Dopo una breve sosta, torna lo Xenoverso Tour di Rancore, che riparte dall’Hiroshima Mon Amour di Torino con un meritatissimo sold out. Report a cura di Umberto Scaramozzino.
Perché meritato? Perché il lavoro che si nasconde dietro questo tour e questo album è notevole. Trasuda amore per l’arte e dedizione per la sua migliore realizzazione possibile. Sono passati solo sei mesi dall’ultima apparizione del talentuoso Tarek Iurcich sul territorio piemontese, quando aprì il concerto di Noyz Narcos al Flowers Festival, ma nel frattempo è uscito “Xenoverso”, da promuovere, esplorare e far scoprire all’eterogenea platea accorsa in Via Carlo Bossoli 83.

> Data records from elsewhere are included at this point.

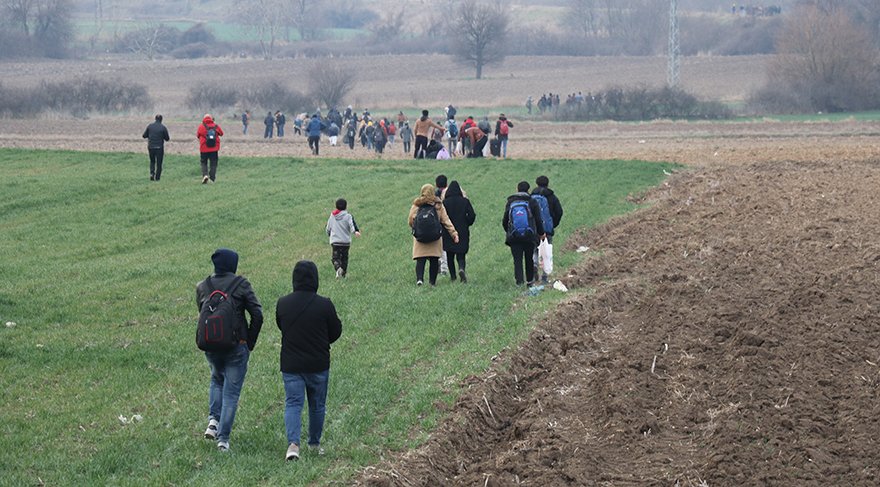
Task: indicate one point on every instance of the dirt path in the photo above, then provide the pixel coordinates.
(726, 335)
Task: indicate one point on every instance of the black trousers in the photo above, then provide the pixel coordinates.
(205, 159)
(433, 269)
(451, 259)
(156, 157)
(339, 256)
(523, 251)
(421, 145)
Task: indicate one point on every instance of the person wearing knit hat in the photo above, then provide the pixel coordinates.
(502, 129)
(209, 134)
(228, 368)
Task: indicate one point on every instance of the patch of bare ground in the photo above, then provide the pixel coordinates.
(724, 335)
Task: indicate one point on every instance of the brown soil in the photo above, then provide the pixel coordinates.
(725, 335)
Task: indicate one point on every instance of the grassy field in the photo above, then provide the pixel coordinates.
(98, 273)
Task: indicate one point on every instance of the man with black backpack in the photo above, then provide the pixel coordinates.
(226, 338)
(209, 135)
(524, 229)
(551, 215)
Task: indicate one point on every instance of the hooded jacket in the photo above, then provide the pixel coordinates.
(553, 202)
(202, 133)
(308, 323)
(156, 135)
(225, 265)
(536, 218)
(340, 226)
(435, 248)
(462, 215)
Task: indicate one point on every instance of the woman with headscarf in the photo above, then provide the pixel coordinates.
(462, 215)
(426, 216)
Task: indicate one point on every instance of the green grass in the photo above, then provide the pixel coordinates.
(98, 267)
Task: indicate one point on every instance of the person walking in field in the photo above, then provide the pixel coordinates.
(422, 130)
(502, 131)
(229, 367)
(309, 325)
(523, 229)
(314, 132)
(156, 135)
(462, 215)
(406, 136)
(340, 226)
(269, 122)
(209, 134)
(427, 218)
(551, 215)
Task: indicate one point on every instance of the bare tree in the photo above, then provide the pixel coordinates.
(329, 83)
(267, 19)
(823, 57)
(20, 13)
(479, 32)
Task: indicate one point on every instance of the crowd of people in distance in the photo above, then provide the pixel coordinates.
(440, 218)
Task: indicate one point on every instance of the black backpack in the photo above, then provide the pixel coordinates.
(426, 226)
(217, 330)
(210, 136)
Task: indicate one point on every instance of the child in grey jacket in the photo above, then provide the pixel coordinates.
(340, 226)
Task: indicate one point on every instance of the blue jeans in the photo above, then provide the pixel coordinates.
(227, 377)
(313, 385)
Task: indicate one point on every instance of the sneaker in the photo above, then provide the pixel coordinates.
(211, 432)
(292, 452)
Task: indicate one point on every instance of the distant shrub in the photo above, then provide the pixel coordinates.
(275, 96)
(77, 97)
(192, 51)
(639, 103)
(212, 96)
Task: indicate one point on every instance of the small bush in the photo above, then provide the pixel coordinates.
(77, 97)
(640, 103)
(214, 97)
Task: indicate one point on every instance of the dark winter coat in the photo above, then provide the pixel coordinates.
(462, 215)
(308, 324)
(156, 135)
(244, 298)
(553, 202)
(536, 217)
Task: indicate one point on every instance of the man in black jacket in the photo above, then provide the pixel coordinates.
(229, 368)
(156, 135)
(555, 209)
(523, 246)
(308, 324)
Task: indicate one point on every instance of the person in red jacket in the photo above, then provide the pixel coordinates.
(209, 135)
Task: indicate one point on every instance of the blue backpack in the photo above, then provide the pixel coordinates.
(546, 217)
(453, 129)
(521, 226)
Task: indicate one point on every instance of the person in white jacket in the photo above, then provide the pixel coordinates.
(340, 226)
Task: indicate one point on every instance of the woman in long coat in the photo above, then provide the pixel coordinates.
(429, 252)
(462, 215)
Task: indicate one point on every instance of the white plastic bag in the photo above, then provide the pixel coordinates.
(545, 256)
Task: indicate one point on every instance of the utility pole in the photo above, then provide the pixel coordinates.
(673, 50)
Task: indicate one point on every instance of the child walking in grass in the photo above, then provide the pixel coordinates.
(340, 226)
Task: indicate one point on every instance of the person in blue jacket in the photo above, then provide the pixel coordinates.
(314, 129)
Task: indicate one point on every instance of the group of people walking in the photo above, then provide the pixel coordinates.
(440, 218)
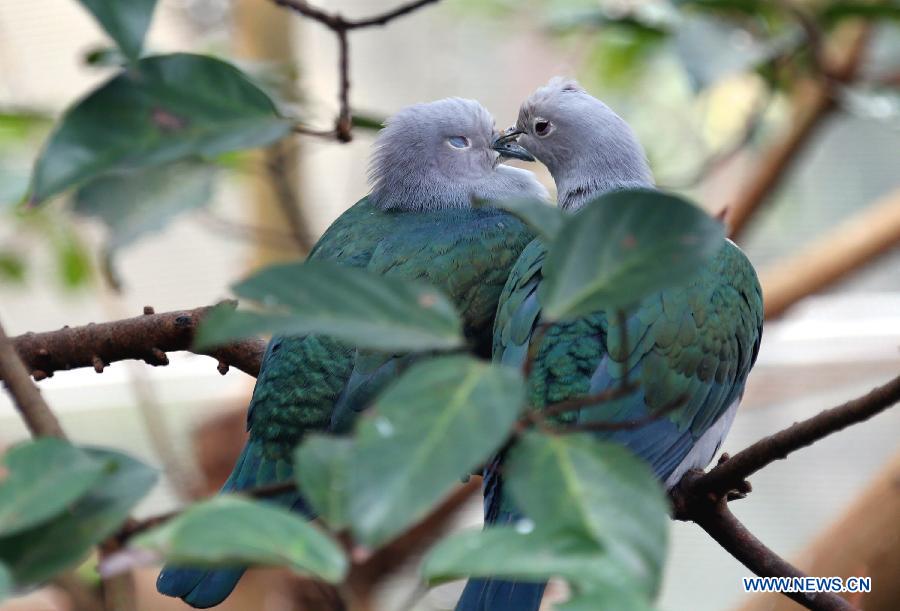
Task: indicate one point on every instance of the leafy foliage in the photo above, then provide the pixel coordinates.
(257, 533)
(360, 307)
(596, 517)
(125, 22)
(435, 424)
(38, 553)
(42, 479)
(323, 469)
(145, 116)
(132, 203)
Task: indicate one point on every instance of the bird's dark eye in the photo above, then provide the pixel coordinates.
(458, 142)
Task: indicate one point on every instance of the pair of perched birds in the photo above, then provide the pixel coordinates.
(696, 342)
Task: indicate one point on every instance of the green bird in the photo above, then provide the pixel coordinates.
(696, 342)
(430, 162)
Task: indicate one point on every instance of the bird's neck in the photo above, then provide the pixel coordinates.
(585, 182)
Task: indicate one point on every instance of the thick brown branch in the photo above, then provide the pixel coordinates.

Lo show messo in piedi da Rancore è a dir poco ambizioso. Lo si capisce con chiarezza appena i neon che formano le due lettere “X” e “U” si accendono ai lati del palco e catapultano Tarek e la sua band al centro di un grappolo di concept che necessitano di una voce narrante a fare da collante. Rancore ci racconta questa epopea fantascientifica viaggiando tra due mondi paralleli: uno è il nostro Universo, con tutti i suoi limiti, l’altro è il ben più affascinante Xenoverso. Mistero e intangibilità sono i suoi più illustri abitanti, che farciscono i versi di Rancore di così tanti significati e così tante chiavi di lettura da rendere il live – tra le tante altre cose – un audiolibro in realtà aumentata.
Rancore interpreta l’indomito messaggero che consegna le lettere tra questi due mondi, ma ha anche il compito di guidarci, come un novello Virgilio, in un mondo che altrimenti potrebbe anche spaventarci, come ogni cosa che non comprendiamo. Ci parla di realtà di confine, di ombre che disegnano i nostri movimenti in un misterioso tentativo di copiarci, di un robot con sembianze di aracnide che si ribella ad un futuro nuovo ordine mondiale e di tantissime altre cose che affollano la resa live dell’ultimo disco.
Tra le varie lettere di Xenoverso si inserisce anche qualche altro brano, come “Sangue di Drago”, che anziché delinearsi come una divagazione, si inserisce perfettamente nel contesto come lettera che fu rubata dal futuro per essere portata nel passato (ed ecco perché si trova nell’album del 2018, “Musica Per Bambini”). Un espediente geniale, che dà ancora maggior risalto a uno dei brani più notevoli e apprezzati del repertorio e arricchisce ancora di più l’immaginifico viaggio interstellare e intertemporale.
Lo storytelling è talmente articolato, complesso e interconnesso da risultare al tempo stesso affascinante e spaesante. Rancore e la band talvolta provano anche ad alleggerire i toni, con brani come “Ignoranze Funebri” o l’acclamata “L’Acqua del Tevere”, oppure con semplici gag e genuine interazioni col pubblico, ma forse ciò che manca alla piena e totale realizzazione di questo spettacolo è il contesto giusto nel quale metterlo in scena. Perché sì, le idee di Rancore sono tutte buone, talvolta lo sono talmente tanto che meriterebbero uno show a sé stante o un intero concept album per essere esplorate in modo esaustivo, però il palco di un piccolo club sembra stare davvero molto stretto alla mente creativa dell’artista romano. Nonostante il mezzo miracolo compiuto dalla sua crew (compresi i due ologrammi di Rancore che interagiscono con lui sul palco), forse sarebbe più adatto un palazzetto, con tutt’altra produzione, ma anche con il feedback e la partecipazione di un pubblico molto più ampio e in preda all’hype.
Sia chiaro: la speranza non è che Rancore semplifichi i vuoi live per aderire alla dimensione attuale, ma che il suo pubblico di amanti del virtuosismo metrico e narrativo aumenti ancora. Che questi sold out siano il preambolo per un ulteriore salto che permetta all’autore di questa complessità di avere gli strumenti adeguati per portarla in scena. Che ci sia sempre più spazio per esperienze del genere.